Wednesday, April 16, 2014

Newtonian Reflector

Newtonian reflector telescopes use two mirrors – a figured primary mirror (the objective) which focuses incoming light, and a flat secondary mirror which redirects that light at an angle so that it can be viewed without getting your head stuck in the tube. The secondary mirror is only practically important – a CCD sensor could be placed directly into the path of the light focused by the objective mirror and it would capture the light without requiring an additional reflection. However, the subject of this post is the primary mirror, particularly: it’s shape.

A 2D parabola is defined by the quadratic equation \(y = ax^2 + bx + c\). If we make some simplifying assumptions (such as: its open side faces up; it “rests” on the x-axis; the focus is on the y-axis at height p) then our equation reduces to \(y = 4px^2\). The first order derivative (e.g. slope) of this equation is \({dy \over dx} = 2px\). That means, for a given focal length (and radius from the centre of the mirror), we can estimate the height of the reflective surface from the x-axis, as well as the slope at that point. These two computed values show where light is reflected when it encounters the surface of the objective mirror. Remember that incident light is reflected about the normal vector to the surface:
\(R = D – (2D \cdot N)N\)

To enable a 3D version (a paraboloid) we can take advantage of the knowledge that we only need rotate the parabola (i.e. the shape is rotationally symmetric about the vertical axis). In 3D, I chose to rotate around the z-axis.

It then becomes rather straight forward to take a solid angle of light, to compute the angles at which each incident ray encounters the parabolic reflector surface (parallax will affect closer light sources more than further away sources) and then note the points at which two or more rays converge to a single point.
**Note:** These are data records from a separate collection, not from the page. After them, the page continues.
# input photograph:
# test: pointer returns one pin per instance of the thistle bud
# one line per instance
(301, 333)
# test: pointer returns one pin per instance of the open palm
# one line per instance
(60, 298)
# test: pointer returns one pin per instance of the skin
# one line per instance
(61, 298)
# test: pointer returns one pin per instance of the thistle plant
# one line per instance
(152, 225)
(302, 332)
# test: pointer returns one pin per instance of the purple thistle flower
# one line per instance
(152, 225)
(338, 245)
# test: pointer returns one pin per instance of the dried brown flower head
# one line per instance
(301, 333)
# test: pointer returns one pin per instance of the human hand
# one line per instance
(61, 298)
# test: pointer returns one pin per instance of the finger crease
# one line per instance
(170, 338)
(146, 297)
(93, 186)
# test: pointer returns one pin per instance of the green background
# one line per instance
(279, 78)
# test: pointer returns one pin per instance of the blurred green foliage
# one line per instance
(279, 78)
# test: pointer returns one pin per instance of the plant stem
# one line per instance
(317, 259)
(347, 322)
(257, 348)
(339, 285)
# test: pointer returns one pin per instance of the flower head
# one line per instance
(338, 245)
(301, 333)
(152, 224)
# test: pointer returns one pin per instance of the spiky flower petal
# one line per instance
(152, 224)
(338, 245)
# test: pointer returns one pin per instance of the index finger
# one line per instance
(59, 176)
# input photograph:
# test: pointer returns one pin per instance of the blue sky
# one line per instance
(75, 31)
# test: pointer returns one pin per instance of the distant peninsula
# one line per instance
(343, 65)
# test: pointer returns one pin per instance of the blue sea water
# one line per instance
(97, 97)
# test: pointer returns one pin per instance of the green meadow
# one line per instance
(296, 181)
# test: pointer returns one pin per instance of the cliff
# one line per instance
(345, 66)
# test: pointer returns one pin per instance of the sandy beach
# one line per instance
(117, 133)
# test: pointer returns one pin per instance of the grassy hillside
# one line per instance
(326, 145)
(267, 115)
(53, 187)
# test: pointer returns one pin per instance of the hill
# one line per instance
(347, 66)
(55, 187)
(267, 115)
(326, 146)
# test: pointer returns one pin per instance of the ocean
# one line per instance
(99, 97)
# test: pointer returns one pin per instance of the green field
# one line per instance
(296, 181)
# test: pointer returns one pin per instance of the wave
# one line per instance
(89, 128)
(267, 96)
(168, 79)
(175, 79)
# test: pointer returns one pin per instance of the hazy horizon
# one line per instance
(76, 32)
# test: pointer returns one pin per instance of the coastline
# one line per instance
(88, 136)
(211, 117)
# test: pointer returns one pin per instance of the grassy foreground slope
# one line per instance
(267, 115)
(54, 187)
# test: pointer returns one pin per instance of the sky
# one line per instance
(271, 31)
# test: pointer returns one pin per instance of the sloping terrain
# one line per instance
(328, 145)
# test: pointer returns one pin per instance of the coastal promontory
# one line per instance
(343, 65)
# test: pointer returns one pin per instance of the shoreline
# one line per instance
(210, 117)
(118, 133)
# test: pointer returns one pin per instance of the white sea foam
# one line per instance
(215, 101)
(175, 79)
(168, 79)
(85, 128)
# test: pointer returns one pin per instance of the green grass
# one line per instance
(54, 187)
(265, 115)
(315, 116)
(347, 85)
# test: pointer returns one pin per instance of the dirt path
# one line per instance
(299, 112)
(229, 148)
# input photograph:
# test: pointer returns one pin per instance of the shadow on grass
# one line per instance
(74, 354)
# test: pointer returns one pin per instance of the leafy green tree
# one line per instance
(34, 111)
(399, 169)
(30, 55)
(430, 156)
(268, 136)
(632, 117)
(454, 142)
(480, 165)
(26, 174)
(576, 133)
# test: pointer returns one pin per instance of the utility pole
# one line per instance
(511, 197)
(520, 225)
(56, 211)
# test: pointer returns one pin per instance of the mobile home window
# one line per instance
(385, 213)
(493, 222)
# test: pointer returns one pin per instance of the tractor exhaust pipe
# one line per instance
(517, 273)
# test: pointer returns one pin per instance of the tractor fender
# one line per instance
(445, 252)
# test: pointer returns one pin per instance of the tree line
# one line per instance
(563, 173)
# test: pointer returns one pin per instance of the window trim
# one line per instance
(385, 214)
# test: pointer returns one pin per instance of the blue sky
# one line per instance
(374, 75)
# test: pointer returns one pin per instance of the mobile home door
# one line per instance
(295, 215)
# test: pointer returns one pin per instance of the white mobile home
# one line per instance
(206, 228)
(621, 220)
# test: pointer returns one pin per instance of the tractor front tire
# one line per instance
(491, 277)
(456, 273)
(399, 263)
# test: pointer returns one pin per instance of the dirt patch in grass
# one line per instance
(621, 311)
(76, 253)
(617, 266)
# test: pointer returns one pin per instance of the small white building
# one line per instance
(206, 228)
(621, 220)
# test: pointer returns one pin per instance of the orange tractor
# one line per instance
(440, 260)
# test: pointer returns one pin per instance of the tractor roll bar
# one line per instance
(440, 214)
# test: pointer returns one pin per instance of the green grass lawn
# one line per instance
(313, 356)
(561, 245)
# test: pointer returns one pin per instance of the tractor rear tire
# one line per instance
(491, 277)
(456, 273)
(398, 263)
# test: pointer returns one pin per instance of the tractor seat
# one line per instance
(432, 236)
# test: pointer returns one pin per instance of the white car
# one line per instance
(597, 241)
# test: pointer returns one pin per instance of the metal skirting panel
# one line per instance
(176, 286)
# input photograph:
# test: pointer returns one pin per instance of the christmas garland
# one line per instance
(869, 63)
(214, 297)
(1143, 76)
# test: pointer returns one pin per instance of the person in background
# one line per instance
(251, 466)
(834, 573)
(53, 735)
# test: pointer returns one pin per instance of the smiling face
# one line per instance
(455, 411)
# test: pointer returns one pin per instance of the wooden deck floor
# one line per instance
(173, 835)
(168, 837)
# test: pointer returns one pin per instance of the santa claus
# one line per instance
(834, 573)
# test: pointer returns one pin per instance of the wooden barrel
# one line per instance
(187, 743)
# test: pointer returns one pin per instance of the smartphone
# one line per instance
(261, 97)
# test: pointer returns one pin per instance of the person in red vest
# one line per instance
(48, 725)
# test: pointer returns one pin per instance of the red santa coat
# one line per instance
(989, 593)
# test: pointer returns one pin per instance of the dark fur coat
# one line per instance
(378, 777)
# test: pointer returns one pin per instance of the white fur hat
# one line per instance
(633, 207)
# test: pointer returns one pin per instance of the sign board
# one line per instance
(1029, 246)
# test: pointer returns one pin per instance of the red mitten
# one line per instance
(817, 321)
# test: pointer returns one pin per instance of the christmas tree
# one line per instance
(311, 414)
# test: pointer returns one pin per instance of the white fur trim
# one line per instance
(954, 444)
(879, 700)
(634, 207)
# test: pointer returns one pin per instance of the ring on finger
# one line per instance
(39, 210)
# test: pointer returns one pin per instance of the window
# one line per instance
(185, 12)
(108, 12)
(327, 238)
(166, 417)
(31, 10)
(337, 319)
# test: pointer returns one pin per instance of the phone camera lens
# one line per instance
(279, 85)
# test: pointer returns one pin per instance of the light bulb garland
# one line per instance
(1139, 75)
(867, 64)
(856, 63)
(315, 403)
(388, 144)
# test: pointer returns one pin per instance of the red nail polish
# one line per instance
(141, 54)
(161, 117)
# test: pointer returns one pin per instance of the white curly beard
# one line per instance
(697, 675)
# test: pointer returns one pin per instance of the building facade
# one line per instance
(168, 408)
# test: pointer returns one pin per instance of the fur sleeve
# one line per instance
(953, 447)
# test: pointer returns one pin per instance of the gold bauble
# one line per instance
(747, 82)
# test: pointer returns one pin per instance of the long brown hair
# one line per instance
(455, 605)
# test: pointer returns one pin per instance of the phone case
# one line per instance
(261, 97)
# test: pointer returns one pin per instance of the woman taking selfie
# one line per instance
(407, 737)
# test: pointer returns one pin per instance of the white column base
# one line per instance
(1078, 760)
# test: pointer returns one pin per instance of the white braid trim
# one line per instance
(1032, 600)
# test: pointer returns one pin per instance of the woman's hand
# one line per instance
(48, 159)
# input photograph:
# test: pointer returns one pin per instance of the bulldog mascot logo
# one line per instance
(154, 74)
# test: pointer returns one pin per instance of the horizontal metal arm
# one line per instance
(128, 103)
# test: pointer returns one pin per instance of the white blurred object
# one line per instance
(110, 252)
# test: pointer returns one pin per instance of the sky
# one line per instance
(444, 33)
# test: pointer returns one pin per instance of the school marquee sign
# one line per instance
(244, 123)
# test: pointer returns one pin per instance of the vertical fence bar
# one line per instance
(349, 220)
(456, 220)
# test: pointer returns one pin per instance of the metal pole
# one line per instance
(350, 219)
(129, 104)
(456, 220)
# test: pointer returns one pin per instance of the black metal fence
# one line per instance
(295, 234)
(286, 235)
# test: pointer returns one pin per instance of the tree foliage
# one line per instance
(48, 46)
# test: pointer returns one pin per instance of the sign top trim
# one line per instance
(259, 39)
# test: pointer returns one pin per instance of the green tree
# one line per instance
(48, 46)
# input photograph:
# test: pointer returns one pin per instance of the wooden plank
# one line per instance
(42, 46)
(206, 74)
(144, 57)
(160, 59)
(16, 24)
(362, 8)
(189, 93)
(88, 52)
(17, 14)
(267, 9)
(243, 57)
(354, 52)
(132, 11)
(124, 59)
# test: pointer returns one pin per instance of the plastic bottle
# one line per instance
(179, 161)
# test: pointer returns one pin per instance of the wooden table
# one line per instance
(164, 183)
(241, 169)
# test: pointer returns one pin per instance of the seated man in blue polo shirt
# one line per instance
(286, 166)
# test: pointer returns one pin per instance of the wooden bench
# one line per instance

It turns out that the parabolic shape is ONLY able to focus light that is travelling parallel to the reflector’s primary axis. Closer sources converge further back than the stated focal length; sources at infinity converge exactly at the parabola’s focal point. Off-axis sources result in a complex out-of-focus shape when we attempt to capture them on a flat focal plane like a CCD. Looking at the distribution of focal points for a given field of view it was difficult to imagine a single transformation that might enable coma to be completely (and correctly) removed, though clearly a retail market for coma-correcting lenses abounds.